A former NOAA researcher, John Bates, charges the agency with failing to comply with policies on archiving data in a major study on climate change (which has been independently verified anyway), which has science deniers like House Science chairman Lamarr Smith slavering over the chance to impugn more climate science and scientists:
“Were all of NOAA’s internal procedures followed? Answer: We don’t know,” said David Titley, a meteorologist from Pennsylvania State University who was not involved with the 2015 paper, in an email to The Washington Post. “It’s really not that interesting, and there are established processes and procedures, internal and external to NOAA, to address those allegations.” But, he said, “Is the science bad? Answer: No.”
Meanwhile, a chunk of Antarctica is literally breaking off. Seriously. And not in, like, 50 or 100 years. Like, soon. NYT reports: “Since December, the crack has grown by the length of about five football fields each day. … Once the crack reaches all the way across the ice shelf, the break will create one of the largest icebergs ever recorded.”
A handful of former EPA officials are denouncing Scott Pruitt as the nominee to head the agency. And by a handful I mean 491.
Two new videos to share with you. One is from a CFI–Portland event with Dave Rubin, Christina Hoff Sommers, and Peter Boghossian on their shared frustration with political correctness and what they say are limits on free speech imposed by liberals. Another is from Melanie Brewster, who’s been part of a number of CFI events, presenting “Why is Psychology Silent on Atheism?” at Skepticon.
Barbara Demick at the LA Times writes on the grim and frustrating contrast between conspiracy theories about terror attacks that never happened (or did and were falsely said to go unreported) and the grotesque insistence that the Sandy Hook massacre was a hoax.
“Maybe it has nothing to do with Donald Trump, but somehow these hate creeps have been less shy about their beliefs,” said Noah’s father, Lenny Pozner, an information technology specialist. “They’ve been emboldened.”

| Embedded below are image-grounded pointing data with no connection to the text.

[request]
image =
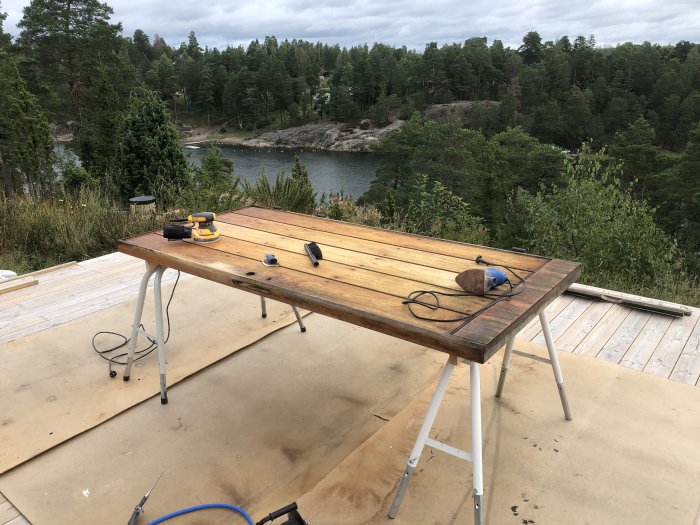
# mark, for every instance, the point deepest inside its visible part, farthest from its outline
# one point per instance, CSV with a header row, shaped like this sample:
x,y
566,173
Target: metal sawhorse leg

This should make you deeply uneasy. Jason Horowitz at NYT reports that conservative higher-ups at the Vatican, those less fluffy than Pope Fluffy, have found an ally in fellow Catholic Steve Bannon, aka Bannondorf, aka the Anti-Fluffy.

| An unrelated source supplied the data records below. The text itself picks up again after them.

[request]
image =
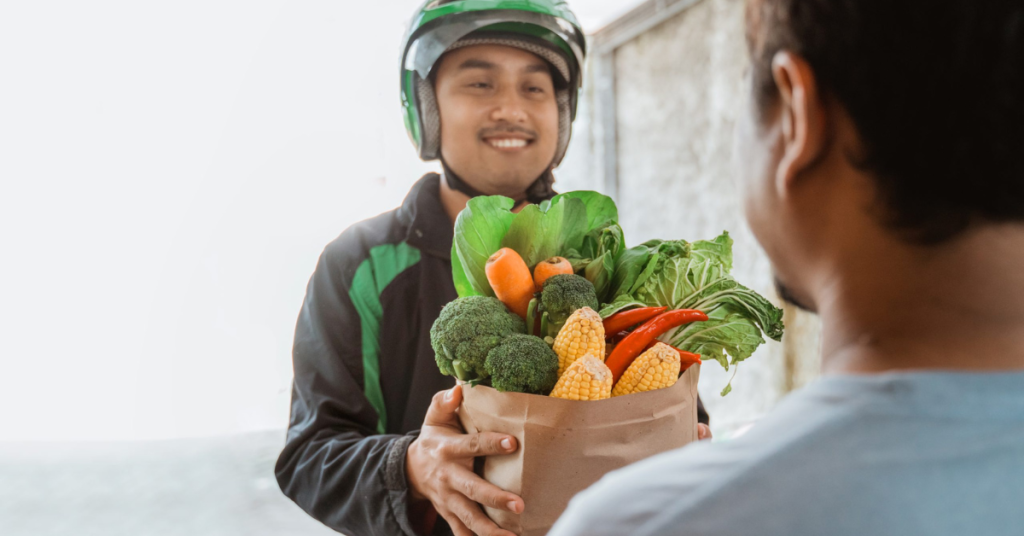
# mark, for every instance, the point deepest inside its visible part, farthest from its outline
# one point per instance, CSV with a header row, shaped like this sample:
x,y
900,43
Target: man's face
x,y
499,117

Leigh E. Schmidt, who’s written for CFI magazines before, takes to Religion News Service to look at the history of Americans’ mistrust of nonbelievers. “The proposition that the ungodly are not up to the demands of virtuous citizenship has been an abiding concern, a commonplace of American political discourse from the founding.”
Trump says the media didn’t cover a slew of terrorist attacks, and NYT shows its work.
Steven Novella notes the Russian Academy of Sciences’ utter rejection of homeopathy as pseudoscience, and says the AAAS and the National Academy of Sciences could learn from the Russians’ example by establishing something akin to their “Commission Against Pseudoscience and Falsification of Scientific Research.”
Garrison Keillor isn’t sure Trump has a soul: “I’d like to believe that he does have one and that we just haven’t seen it yet.” I mean, nobody actually does, but whatever.
The governor of Jakarta, Basuki Tjahaja Purnama (aka Ahok) is remarkably cool-headed about his trial for blasphemy. “I’m happy that history chose me for this position,” he says. “You couldn’t buy it.”
If you were looking to become an Illinois Secular Celebrant (which you can do now thanks to a certain “center” for “inquiry”), the date for training has changed to April 29 so as not to overlap with the March for Science.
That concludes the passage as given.